A weekly round-up of relevant IEP data providing insight into the world around us.
Friday, 15 November 2019: More than a month after protests erupted in Iraq, the death toll has risen to above 300 people and the United Nations are now attempting to mediate between parliamentary groups. In early October, Iraqi protestors began rallying for an end to corruption, more jobs and better public services. Tens of thousands of people have protested across the country and faced attacks from Iraqi security forces, which have included shooting and water cannons. There are also reports of authorities interfering with media coverage of the protests and blocking the internet. Existing Prime Minister Abdul Mahdi promised a cabinet reshuffle, salary cuts for high-ranking officials, and schemes to reduce youth unemployment, but the protests continue. Some experts suggest that a new Arab Spring may be unfolding, as mass rallies propel nearby Lebanon and Egypt into disruption.
Global Peace Index ranking: 159 out of 163 countries
Positive Peace Index ranking: 148 out of 163 countries
Iraq is among the top five least peaceful countries in the world. Despite this, the latest Global Peace Index shows signs of improvement.
Out of the 23 indicators used to measure the 2019 Global Peace Index, Iraq improved in ten and deteriorated in only four. Indicators including armed services personnel rates, refugees and internally displaced people (IDP) as a percentage of the population, recorded the largest improvements. The country’s scores for the Political Terror Scale also improved substantially and the impact of terrorism also subsided.
The defeat of ISIL in both Iraq and Syria has led to an improvement in the security situation in both countries in the past two years, resulting in a decline in the level of violence and its economic impact.

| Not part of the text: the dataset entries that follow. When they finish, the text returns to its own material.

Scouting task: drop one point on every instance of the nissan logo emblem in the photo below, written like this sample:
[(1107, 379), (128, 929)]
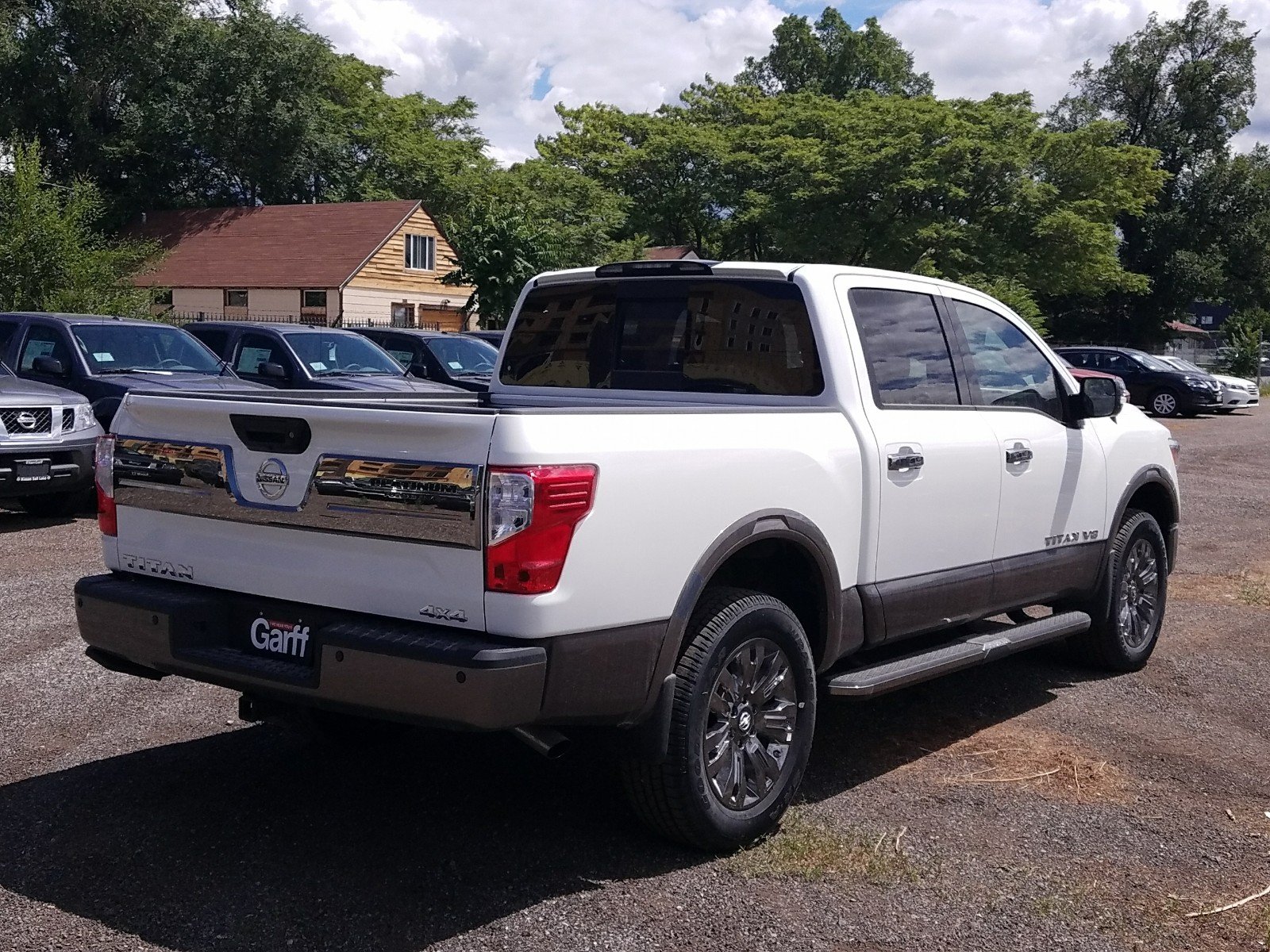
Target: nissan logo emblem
[(272, 479)]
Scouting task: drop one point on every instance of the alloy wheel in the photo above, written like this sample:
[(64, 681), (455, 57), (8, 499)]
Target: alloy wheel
[(1140, 594), (751, 724)]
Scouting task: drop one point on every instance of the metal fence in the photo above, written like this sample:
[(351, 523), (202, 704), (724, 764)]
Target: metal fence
[(310, 321)]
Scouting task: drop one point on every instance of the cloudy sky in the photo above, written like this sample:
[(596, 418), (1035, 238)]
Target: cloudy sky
[(518, 59)]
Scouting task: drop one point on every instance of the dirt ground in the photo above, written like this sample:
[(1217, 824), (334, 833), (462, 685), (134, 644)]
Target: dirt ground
[(1026, 805)]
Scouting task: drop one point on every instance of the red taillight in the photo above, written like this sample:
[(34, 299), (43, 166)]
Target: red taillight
[(103, 476), (530, 520)]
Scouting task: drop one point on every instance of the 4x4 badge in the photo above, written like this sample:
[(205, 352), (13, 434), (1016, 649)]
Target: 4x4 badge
[(272, 479)]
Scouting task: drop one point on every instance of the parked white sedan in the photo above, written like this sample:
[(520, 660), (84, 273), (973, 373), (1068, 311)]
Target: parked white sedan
[(1236, 391)]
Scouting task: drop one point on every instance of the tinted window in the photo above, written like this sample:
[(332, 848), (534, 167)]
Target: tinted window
[(327, 353), (1009, 368), (670, 334), (464, 355), (6, 330), (905, 347), (216, 340), (44, 342), (114, 346), (257, 349)]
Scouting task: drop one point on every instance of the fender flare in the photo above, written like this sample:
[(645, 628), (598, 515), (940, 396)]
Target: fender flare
[(1153, 474), (760, 526)]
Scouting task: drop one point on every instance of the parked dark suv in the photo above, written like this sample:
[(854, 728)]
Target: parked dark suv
[(457, 359), (1164, 390), (309, 359), (105, 359)]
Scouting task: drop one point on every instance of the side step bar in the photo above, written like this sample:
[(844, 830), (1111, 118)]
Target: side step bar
[(969, 651)]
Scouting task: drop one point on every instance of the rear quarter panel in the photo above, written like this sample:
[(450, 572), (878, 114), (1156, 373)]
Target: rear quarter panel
[(671, 484)]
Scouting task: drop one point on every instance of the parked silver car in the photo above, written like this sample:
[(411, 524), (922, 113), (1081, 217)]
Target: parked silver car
[(48, 437)]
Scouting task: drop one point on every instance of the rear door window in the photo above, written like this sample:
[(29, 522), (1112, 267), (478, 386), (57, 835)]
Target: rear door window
[(906, 348), (698, 336)]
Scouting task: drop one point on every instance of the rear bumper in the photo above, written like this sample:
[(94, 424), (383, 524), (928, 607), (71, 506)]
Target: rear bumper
[(70, 467), (365, 664)]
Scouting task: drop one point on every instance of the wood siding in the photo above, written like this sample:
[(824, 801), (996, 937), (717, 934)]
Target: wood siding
[(387, 268)]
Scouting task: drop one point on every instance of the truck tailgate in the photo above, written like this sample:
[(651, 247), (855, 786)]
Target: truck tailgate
[(342, 503)]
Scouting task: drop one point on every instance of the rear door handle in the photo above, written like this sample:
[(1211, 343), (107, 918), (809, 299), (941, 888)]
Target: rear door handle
[(1018, 456), (899, 463)]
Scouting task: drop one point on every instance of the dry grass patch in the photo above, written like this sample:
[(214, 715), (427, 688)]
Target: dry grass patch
[(810, 850), (1244, 588), (1051, 765)]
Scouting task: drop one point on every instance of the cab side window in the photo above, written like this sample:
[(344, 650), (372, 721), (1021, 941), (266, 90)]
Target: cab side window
[(44, 342), (257, 349), (1009, 368), (910, 362)]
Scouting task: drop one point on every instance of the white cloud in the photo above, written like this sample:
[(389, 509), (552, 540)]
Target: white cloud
[(633, 54), (639, 54)]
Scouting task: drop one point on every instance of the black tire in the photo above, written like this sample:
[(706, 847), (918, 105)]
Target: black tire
[(1165, 403), (52, 505), (677, 799), (1114, 641)]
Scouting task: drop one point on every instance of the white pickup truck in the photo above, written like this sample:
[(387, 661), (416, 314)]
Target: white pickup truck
[(698, 499)]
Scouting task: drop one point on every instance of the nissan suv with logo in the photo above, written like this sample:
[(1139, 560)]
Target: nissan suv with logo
[(48, 437), (698, 501), (103, 359)]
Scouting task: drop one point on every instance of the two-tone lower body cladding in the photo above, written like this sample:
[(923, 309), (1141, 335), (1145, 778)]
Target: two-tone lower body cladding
[(44, 467), (413, 672)]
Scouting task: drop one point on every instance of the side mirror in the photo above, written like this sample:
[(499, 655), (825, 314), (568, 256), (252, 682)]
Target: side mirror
[(275, 371), (1100, 397), (48, 365)]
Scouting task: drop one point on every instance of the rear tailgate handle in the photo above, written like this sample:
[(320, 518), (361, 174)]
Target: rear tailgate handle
[(899, 463), (1016, 456), (272, 435)]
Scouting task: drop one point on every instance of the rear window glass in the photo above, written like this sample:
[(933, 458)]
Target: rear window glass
[(670, 334)]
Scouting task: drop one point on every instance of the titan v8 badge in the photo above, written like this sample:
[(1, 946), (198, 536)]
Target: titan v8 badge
[(272, 479)]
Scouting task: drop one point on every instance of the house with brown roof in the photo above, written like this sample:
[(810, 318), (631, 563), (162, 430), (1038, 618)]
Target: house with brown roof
[(351, 263), (671, 253)]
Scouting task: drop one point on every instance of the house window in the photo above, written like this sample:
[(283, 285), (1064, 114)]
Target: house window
[(403, 315), (421, 253)]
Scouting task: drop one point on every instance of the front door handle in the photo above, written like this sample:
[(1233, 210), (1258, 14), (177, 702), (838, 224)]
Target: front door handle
[(899, 463), (1018, 456)]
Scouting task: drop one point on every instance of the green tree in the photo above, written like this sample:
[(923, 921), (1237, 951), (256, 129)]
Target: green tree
[(52, 258), (1244, 333), (1183, 88), (833, 59)]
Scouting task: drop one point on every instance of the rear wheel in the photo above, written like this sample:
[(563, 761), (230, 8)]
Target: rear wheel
[(741, 727), (1130, 607), (1164, 403)]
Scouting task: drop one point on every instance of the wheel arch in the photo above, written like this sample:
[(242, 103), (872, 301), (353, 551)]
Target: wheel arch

However in Iraq, the economic cost of violence as a percentage of Gross Domestic Product (GDP) is at one of the highest levels in the world, at 32 per cent. Iraq is among other conflict-affected countries such as Syria, Afghanistan, Central African Republic, Somalia and Colombia – that suffer from higher costs in the form of deaths and injuries from conflict deaths, terrorism, losses from refugees and IDPs, and GDP losses from conflict.